ConocoPhillips' (COP 0.90%) new strategy continues to pay big dividends for its shareholders. That was evident in its recent announcement that it will provide investors with a massive dividend increase as well as keep buying back its stock. It's now the company's fourth dividend increase since launching its new strategy in late 2016. It likely won't be the last, given the company's focus on sending an increasing supply of its cash flow back to its investors.
A big-time boost
ConocoPhillips unveiled its 2020 capital return plans this week. The highlight was a monster 38% increase in its quarterly dividend. That will boost the yield up past 3%. That's a much higher level than most of its upstream-focused peers, which typically offer yields of around 1%.
This year's raise is much larger than the company has typically provided its investors since it reset its dividend in early 2016. The company's first increase from that reset level came a year later when it raised its payout by 6%. It followed that up with two more last year, boosting the payout by 7.5% in February and another 7% in December. With its latest raise, the dividend is now 68% above where it was in early 2016, though it's still about 43% below its peak level in 2015.
Driving ConocoPhillips' massive dividend increase is the "significant transformation our company has undergone over the past few years," according to CEO Ryan Lance. He noted: "Since announcing our returns-focused value proposition in 2016, we have improved our underlying performance drivers and lowered our sustaining price for the business. Given these enhancements, we are confident we can fund a higher, growing cash dividend, while maintaining a substantial, consistent buyback program."
Speaking of share repurchases, ConocoPhillips also announced its intention to buy back another $3 billion in stock next year. On the one hand, that's down from the $3.5 billion it plans to repurchase this year. However, the total cash return will remain the same, since the company's increased dividend will cost it an additional $500 million next year.

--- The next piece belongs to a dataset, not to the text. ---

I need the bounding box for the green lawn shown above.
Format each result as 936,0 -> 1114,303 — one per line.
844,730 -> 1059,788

Oil-fueled dividend growth abounds
ConocoPhillips is one of several U.S. oil companies that have provided their investors with big-time dividend increases this year. Pioneer Natural Resources (PXD) has been among the leaders. The Permian Basin-focused oil company doubled its dividend in February as part of its plan to return more cash to investors. The company would go on to boost its payout again in August, this time by another 175%. With that latest increase, Pioneer's dividend has grown by a jaw-dropping 2,100% since the company started boosting it in 2017. However, even with that big-time increase, Pioneer's dividend yield is only 0.7%, which is well below the average of stocks in the S&P 500.

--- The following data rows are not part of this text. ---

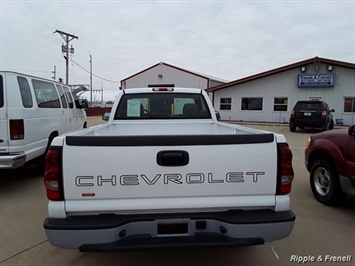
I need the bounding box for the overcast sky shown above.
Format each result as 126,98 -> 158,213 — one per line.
0,0 -> 355,98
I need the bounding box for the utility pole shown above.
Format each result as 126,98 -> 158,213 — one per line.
52,66 -> 56,81
54,30 -> 79,85
90,55 -> 92,102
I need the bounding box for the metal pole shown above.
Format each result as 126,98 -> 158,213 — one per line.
90,55 -> 92,103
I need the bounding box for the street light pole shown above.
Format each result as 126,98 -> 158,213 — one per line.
54,30 -> 79,85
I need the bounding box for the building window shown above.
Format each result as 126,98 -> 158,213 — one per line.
219,98 -> 232,110
344,97 -> 355,113
242,98 -> 263,111
17,77 -> 33,108
274,97 -> 288,112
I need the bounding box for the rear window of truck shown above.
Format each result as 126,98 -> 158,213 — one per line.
114,93 -> 211,120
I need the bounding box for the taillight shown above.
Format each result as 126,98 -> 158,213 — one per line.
10,119 -> 25,140
277,143 -> 294,195
44,147 -> 64,200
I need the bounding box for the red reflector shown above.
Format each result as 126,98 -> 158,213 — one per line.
10,119 -> 25,140
44,149 -> 63,200
152,88 -> 174,91
277,145 -> 294,195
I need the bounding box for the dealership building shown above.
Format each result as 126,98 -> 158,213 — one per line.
207,57 -> 355,125
121,57 -> 355,125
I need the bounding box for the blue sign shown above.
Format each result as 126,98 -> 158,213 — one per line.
298,74 -> 334,88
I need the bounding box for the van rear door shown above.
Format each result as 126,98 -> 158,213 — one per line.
0,73 -> 9,153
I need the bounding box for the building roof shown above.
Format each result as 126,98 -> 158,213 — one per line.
121,62 -> 227,84
207,56 -> 355,92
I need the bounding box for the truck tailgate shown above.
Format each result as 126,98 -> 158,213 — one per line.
63,133 -> 278,213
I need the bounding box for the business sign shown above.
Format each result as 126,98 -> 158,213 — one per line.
298,74 -> 334,88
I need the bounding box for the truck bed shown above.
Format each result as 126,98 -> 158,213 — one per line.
69,120 -> 268,136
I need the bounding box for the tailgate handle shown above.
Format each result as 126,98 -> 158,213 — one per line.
157,151 -> 189,166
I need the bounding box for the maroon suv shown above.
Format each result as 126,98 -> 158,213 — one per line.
305,125 -> 355,205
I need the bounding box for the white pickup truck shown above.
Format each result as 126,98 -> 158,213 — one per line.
44,88 -> 295,251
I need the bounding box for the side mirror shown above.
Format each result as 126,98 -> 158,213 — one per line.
214,111 -> 221,120
102,113 -> 111,121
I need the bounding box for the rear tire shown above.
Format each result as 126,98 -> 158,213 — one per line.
310,159 -> 346,205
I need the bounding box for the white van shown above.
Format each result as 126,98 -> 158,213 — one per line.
0,71 -> 87,169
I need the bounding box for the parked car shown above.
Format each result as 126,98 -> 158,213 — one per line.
44,87 -> 296,251
289,101 -> 334,132
305,125 -> 355,205
0,71 -> 87,169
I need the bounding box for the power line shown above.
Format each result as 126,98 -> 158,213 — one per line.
71,59 -> 120,83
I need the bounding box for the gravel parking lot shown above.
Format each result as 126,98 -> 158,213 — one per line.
0,117 -> 355,266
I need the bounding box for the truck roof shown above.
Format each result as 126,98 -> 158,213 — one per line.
123,87 -> 202,94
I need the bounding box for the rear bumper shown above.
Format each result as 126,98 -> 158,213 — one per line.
44,210 -> 295,251
290,119 -> 327,128
0,153 -> 26,169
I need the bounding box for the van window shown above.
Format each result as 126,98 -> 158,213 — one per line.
0,75 -> 4,108
57,84 -> 68,108
32,79 -> 60,108
17,77 -> 33,108
63,87 -> 74,108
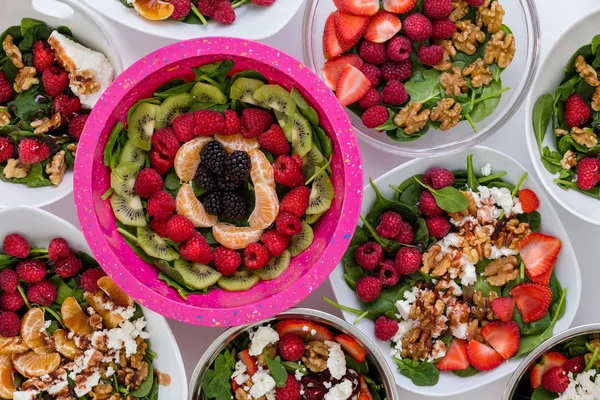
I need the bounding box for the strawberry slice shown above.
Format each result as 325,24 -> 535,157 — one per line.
435,338 -> 469,371
365,11 -> 402,43
510,282 -> 552,323
335,65 -> 371,106
467,340 -> 504,371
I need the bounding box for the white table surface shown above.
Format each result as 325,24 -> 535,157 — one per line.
46,0 -> 600,400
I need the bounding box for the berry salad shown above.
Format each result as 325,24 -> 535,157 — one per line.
104,60 -> 335,298
532,35 -> 600,199
200,319 -> 390,400
328,155 -> 566,386
0,18 -> 114,188
323,0 -> 515,142
0,234 -> 159,400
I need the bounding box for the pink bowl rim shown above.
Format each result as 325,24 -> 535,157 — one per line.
74,37 -> 363,327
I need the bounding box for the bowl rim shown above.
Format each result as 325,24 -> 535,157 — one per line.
74,37 -> 362,326
525,7 -> 600,225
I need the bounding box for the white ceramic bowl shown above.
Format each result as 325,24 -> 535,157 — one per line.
525,8 -> 600,225
0,207 -> 187,400
0,0 -> 123,208
329,146 -> 581,397
79,0 -> 304,40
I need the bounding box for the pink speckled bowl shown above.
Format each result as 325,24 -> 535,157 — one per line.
74,37 -> 363,326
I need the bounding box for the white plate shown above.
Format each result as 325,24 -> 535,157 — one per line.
329,146 -> 581,397
525,9 -> 600,225
0,0 -> 123,208
0,207 -> 187,400
78,0 -> 304,40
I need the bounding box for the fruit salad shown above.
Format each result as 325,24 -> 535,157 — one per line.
0,18 -> 114,188
104,60 -> 334,298
532,35 -> 600,199
323,0 -> 516,142
328,155 -> 566,386
0,233 -> 159,400
200,319 -> 390,400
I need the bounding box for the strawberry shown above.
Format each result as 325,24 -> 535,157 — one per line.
336,65 -> 371,106
435,338 -> 469,371
365,11 -> 402,43
510,282 -> 552,323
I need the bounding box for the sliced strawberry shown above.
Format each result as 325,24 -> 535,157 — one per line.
365,11 -> 402,43
510,282 -> 552,323
335,65 -> 371,106
435,338 -> 469,371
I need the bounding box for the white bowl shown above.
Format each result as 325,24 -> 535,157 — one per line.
329,146 -> 581,397
525,8 -> 600,225
0,207 -> 187,400
79,0 -> 304,40
0,0 -> 123,208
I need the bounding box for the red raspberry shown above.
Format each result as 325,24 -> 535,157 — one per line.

EOG Resources (EOG 0.38%), meanwhile, has also made it a priority to increase its payout. In May, the company boosted its dividend by 31%. Add that to the two increases it delivered in 2018, and EOG's payout has jumped 72% in the past two years. That's all part of the company's plan to increase its dividend yield closer to the S&P 500's average of 2%. With its payout currently around 1.6%, the company's dividend still has more high-octane growth ahead.

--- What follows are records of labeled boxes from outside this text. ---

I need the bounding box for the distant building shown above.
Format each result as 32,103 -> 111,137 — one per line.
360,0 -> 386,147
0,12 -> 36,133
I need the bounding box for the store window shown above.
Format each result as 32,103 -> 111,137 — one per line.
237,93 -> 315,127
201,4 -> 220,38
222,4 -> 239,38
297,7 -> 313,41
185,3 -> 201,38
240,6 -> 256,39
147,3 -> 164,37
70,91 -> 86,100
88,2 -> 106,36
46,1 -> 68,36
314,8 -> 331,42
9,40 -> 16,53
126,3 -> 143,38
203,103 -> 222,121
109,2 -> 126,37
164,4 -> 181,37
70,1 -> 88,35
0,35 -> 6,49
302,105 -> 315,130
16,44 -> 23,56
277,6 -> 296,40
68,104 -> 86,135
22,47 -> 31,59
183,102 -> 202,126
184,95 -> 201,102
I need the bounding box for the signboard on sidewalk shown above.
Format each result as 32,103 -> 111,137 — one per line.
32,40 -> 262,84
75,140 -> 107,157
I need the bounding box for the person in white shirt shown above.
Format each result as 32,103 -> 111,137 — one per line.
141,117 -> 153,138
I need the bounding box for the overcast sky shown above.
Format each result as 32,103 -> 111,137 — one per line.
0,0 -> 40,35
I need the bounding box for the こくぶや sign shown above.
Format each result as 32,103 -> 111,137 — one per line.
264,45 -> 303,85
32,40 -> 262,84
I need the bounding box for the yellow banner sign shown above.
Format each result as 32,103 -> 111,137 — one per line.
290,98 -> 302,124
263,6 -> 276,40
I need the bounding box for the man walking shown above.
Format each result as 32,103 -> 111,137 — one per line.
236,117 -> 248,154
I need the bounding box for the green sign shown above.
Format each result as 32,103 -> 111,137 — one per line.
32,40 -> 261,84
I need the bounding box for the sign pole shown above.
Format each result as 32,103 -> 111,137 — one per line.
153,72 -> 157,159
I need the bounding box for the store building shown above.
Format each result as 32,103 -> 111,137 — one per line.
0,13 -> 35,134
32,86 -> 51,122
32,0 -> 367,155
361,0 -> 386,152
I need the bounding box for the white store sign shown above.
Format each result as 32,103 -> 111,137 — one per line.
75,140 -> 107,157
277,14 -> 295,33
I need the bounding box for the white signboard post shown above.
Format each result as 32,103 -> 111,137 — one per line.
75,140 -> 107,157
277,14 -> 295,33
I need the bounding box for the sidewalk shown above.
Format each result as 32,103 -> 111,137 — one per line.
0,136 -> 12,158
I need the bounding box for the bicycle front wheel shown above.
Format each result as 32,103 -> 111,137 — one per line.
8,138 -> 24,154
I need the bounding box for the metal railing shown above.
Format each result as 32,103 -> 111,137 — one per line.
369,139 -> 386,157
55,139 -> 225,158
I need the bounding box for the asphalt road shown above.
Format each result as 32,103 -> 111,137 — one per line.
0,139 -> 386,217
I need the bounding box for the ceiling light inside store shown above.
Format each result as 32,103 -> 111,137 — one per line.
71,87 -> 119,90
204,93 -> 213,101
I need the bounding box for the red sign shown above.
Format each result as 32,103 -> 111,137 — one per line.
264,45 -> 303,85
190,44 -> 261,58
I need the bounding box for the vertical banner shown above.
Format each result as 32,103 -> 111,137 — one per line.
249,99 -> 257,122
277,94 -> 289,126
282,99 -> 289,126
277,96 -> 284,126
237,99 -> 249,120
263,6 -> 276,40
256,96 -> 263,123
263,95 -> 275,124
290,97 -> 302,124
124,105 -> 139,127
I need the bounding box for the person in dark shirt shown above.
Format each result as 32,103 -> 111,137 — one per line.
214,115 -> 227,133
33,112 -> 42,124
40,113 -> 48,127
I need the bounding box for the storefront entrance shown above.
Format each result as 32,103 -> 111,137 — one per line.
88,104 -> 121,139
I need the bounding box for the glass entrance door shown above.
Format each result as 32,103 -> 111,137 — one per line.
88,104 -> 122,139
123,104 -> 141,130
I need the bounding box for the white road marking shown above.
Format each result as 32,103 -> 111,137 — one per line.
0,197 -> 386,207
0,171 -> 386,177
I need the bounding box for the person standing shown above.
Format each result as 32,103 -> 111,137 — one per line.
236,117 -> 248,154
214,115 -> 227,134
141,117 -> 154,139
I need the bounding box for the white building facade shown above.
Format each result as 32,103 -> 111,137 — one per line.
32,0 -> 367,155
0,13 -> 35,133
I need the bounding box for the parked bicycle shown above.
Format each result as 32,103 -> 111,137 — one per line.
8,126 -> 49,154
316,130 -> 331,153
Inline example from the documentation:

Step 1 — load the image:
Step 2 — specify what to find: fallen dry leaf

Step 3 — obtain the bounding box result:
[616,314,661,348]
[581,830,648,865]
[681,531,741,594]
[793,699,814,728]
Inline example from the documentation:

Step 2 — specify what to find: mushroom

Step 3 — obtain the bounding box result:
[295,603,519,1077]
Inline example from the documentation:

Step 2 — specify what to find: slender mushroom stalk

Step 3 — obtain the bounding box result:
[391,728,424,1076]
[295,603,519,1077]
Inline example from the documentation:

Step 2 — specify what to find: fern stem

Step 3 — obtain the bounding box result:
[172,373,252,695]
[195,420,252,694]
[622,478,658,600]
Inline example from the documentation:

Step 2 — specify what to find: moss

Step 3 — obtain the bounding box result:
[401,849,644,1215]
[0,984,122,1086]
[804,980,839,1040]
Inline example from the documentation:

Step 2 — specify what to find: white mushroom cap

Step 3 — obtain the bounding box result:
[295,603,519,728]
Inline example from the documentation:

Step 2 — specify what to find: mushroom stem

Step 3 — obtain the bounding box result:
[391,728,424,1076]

The reason a growing number of oil companies are making dividend growth a priority is that investors are growing tired of the oil sector's chronic underperformance. Oil producers thought that production growth would fuel higher stock prices. Instead, all that excess output weighed on crude prices, which pushed down their stock market values. That failed strategy is leading a growing number of producers to allocate more cash to shareholder returns instead of to growth in hopes of creating more value for their investors. It's an approach that worked well for ConocoPhillips last year, which is why the company and its peers are sticking with a strategy that's delivering results.
An increasingly attractive option for income seekers
ConocoPhillips is working hard to win back dividend investors following its decision to reset the payout level in early 2016 to better cope with lower crude prices. With its latest raise, the company once again pays a well-above-average dividend. Meanwhile, given its priority of returning more cash to investors, the payout should continue growing in the coming years. That makes it a much more compelling option for income-focused investors to consider buying.